Meanwhile Paula was alone. Of anyone else it would have been said that she must be finding the afternoon rather dreary in the quaint halls not of her forefathers: but of Miss Power it was unsafe to predicate so surely. She walked from room to room in a black velvet dress which gave decision to her outline without depriving it of softness. She occasionally clasped her hands behind her head and looked out of a window; but she more particularly bent her footsteps up and down the Long Gallery, where she had caused a large fire of logs to be kindled, in her endeavour to extend cheerfulness somewhat beyond the precincts of the sitting-rooms.

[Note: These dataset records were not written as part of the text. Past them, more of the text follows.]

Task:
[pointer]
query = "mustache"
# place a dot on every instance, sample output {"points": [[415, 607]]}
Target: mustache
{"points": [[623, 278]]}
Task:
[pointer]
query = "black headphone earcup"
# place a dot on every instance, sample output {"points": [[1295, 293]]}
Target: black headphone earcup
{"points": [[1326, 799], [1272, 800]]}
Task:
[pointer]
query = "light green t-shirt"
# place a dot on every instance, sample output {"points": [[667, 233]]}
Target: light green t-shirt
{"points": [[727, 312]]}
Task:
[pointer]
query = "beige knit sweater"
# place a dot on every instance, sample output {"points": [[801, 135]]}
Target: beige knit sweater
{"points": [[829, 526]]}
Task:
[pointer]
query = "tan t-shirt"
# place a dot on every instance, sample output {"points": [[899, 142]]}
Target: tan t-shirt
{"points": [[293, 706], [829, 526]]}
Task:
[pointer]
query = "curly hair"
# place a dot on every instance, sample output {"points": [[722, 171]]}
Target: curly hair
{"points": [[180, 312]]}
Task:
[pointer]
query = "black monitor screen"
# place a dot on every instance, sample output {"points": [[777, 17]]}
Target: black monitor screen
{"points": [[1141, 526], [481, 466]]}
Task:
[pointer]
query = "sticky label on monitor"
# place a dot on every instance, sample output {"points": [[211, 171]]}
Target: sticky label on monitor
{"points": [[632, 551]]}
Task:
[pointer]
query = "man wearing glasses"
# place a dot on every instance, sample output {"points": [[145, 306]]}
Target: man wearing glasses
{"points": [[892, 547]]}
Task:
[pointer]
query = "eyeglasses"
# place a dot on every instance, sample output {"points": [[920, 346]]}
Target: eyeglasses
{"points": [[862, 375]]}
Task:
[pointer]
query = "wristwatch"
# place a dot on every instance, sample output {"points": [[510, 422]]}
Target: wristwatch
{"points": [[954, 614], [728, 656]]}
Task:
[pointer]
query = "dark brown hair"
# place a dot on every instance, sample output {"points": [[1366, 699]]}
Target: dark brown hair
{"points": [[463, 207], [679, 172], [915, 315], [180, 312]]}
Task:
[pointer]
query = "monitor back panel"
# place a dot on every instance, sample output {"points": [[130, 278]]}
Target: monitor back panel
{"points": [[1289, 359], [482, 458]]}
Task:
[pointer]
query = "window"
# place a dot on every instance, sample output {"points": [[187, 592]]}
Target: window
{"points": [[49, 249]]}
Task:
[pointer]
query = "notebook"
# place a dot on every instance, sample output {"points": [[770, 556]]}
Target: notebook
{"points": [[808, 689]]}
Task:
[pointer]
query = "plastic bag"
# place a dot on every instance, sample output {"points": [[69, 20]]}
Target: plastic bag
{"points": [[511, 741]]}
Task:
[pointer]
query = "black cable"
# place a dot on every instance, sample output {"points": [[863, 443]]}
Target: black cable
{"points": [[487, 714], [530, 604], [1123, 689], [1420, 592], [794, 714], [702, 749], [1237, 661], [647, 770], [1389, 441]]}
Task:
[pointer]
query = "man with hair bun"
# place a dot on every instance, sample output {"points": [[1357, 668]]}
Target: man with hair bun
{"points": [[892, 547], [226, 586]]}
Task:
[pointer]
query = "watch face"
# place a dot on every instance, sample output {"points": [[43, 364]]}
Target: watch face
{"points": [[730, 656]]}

The fire glanced up on Paula, and Paula glanced down at the fire, and at the gnarled beech fuel, and at the wood-lice which ran out from beneath the bark to the extremity of the logs as the heat approached them. The low-down ruddy light spread over the dark floor like the setting sun over a moor, fluttering on the grotesque countenances of the bright andirons, and touching all the furniture on the underside.

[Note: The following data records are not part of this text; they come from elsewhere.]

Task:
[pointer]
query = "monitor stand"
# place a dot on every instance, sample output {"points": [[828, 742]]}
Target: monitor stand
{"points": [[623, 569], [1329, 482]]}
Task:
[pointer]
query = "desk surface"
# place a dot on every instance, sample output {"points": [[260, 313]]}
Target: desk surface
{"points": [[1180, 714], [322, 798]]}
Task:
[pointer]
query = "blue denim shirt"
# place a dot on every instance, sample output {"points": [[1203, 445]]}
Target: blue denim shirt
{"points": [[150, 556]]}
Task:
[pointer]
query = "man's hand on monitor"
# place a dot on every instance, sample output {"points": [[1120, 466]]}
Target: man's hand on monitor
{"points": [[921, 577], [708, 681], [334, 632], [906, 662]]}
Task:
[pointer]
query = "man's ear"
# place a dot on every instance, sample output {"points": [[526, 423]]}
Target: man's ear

She now and then crossed to one of the deep embrasures of the windows, to decipher some sentence from a letter she held in her hand. The daylight would have been more than sufficient for any bystander to discern that the capitals in that letter were of the peculiar semi-gothic type affected at the time by Somerset and other young architects of his school in their epistolary correspondence. She was very possibly thinking of him, even when not reading his letter, for the expression of softness with which she perused the page was more or less with her when she appeared to examine other things.